Some Notes on Cleansing

Eat up those whole foods, but save the raw until spring!

Eat up those whole foods, just save the raw until spring.

A month’s worth of holiday excesses, combined with this wet, soggy weather can contribute to feelings of bloated, puffy lethargy. I feel that, at this time of year, everyone is shunning the scale and examining their side profiles in the mirror, lying down to button up jeans and secretly blaming life’s woes on apple pie. For many, weeks of over-doing it in December, mean a January of self-induced deprivation to get back on track and re-emerge as svelte and bounding again.
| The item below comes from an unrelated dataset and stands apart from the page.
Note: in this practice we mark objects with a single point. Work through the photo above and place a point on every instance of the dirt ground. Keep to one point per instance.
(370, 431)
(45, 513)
It seems intuitive to balance a period of indulgence with deprivation. If weeks of unrestricted treats pushed us off track, then surely a firm, hard shove in the other direction should get us back on the rails. However, as any winter driver or horseback rider knows, sometimes all we need is a gentle nudging to steer our stead back on to the right path.

This year I’ve held myself back from diving off the cleansing deep end. I’ve decided that this year I need gentle nourishment, not another nagging voice in my head, moulding my behaviour one way or the other. I need far more carrots (cooked delicately in stews, not raw) than sticks. I’ve decided to nurture my relationship with food using diplomacy, not by summoning the cavalry.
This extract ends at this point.